Trudeau also asked Freeland to invest in the Canada Revenue Agency to close the tax gap and combat aggressive tax planning and avoidance, and to modernize the general anti-avoidance rule regime. (Similar directives were given to the Minister of National Revenue.)

Freeland was also charged with working with global partners to bring the OECD/G20 agreement on tax reform related to the world’s largest corporations into effect, while also moving ahead with legislation to implement a Digital Services Tax for 2024 in case the treaty is not in force by then.

On housing affordability, Trudeau told Freeland to introduce legislation to double the First-Time Home Buyers’ Tax Credit and to work with financial institutions to create a tax-free First Home Savings Account. Both changes were promised in the 2021 election.

Other directives on housing included:

  • Introduce legislation to double the Home Accessibility Tax Credit and to establish a new Multigenerational Home Renovation tax credit.
  • Introduce an anti-flipping tax on residential properties, requiring properties to be held for at least 12 months, and implement the tax on non-resident, non-Canadian owners of vacant, underused housing, an issue Freeland addressed in the fiscal update.
  • Consider measures to increase consumer protection and transparency in real estate transactions, including a ban on blind bidding.
  • Identify how federal regulators can be better respond to housing price fluctuations and to foster a more stable Canadian housing market.
  • Establish a ban on foreign investment capital in non-recreational residential property for the next two years.
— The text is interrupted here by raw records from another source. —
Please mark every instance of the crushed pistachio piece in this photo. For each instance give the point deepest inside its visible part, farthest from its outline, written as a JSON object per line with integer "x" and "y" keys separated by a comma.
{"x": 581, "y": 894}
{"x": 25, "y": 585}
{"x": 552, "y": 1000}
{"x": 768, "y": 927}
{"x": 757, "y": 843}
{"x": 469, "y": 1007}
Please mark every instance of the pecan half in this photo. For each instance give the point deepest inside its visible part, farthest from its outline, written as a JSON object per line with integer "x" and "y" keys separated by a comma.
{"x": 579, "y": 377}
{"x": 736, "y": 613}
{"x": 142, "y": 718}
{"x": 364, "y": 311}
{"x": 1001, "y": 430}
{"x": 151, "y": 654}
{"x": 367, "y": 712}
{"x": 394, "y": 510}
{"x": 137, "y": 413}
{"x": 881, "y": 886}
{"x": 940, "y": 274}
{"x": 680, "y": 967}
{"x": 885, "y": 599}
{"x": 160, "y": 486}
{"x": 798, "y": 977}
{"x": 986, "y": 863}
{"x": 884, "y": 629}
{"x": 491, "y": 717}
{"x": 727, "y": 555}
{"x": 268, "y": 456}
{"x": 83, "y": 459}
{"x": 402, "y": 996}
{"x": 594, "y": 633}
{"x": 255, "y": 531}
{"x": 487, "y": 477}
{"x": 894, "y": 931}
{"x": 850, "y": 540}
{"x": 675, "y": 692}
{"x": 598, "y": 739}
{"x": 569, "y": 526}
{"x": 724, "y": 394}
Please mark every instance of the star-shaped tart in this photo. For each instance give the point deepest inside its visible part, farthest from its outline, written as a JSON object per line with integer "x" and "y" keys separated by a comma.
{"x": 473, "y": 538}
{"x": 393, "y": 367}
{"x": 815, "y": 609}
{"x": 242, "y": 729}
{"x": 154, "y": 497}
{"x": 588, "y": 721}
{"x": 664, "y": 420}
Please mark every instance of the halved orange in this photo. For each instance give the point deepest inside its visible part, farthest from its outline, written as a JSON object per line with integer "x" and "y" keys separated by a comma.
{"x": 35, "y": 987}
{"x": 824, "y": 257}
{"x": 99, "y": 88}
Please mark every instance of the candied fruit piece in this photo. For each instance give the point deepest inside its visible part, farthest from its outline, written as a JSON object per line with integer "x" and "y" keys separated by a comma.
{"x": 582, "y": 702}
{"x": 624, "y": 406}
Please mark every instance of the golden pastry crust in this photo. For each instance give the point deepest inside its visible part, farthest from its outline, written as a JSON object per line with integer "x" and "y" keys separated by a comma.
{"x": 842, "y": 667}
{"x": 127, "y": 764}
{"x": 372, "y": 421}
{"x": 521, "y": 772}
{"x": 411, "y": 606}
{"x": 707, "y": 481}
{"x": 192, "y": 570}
Other key directives in the mandate letter, by category, were:

Regulatory changes

  • Establish a single, independent ombudsperson, with the power to impose binding arbitration, to address consumer complaints involving banks.
  • Crack down on “predatory” lenders charging excessive interest rates.
  • Adapt and apply the Canada Business Corporations Act diversity requirements to federally regulated financial institutions to ensure diversity in senior ranks.
  • Require federally regulated financial institutions to offer flexible repayment options to individuals who face a life event causing financial stress, including a six-month deferral of mortgage payments in qualifying circumstances.
  • Advance legislation to enhance the powers of the Financial Consumer Agency of Canada to review bank fees and charges and to require adjustments if they are excessive.
  • Support the Minister of Public Safety in their work to consider options to strengthen laws and investigative powers related to major financial crimes and to bring forward a proposal to establish a Canada Financial Crimes Agency.
  • Implement a beneficial ownership registry.


Work with provinces and territories over the next review cycle to increase the Canada Pension Plan and Quebec Pension Plan survivor’s benefit by 25%, a promise made during the 2019 election campaign.

Tax credits

  • Introduce a Labour Mobility Tax Credit of up to $600 a year for workers in the building and construction trades in eligible travel and temporary relocation expenses, and a Career Extension Tax Credit of up to $1,650 a year for seniors who want to stay in the workforce.
  • Introduce a 15% tax credit of up to $500 to cover the cost of appliance repairs performed by technicians.
  • Introduce a one-time income tax deduction for health care professionals new in their careers to help with the costs of setting up their practice in a rural community.
  • Convert the Canada Caregiver Credit into a refundable tax-free benefit, allowing caregivers to receive up to $1,250 a year, as promised during the 2021 election.

In his mandate letter to the Minister of Seniors, Trudeau directed Kamal Khera to increase the guaranteed income supplement by $500 for single seniors and $750 for couples starting at age 65. He also asked Khera to establish an expert panel to provide recommendations for establishing an Aging at Home Benefit, working with the Minister of Health Jean-Yves Duclos toward the goal.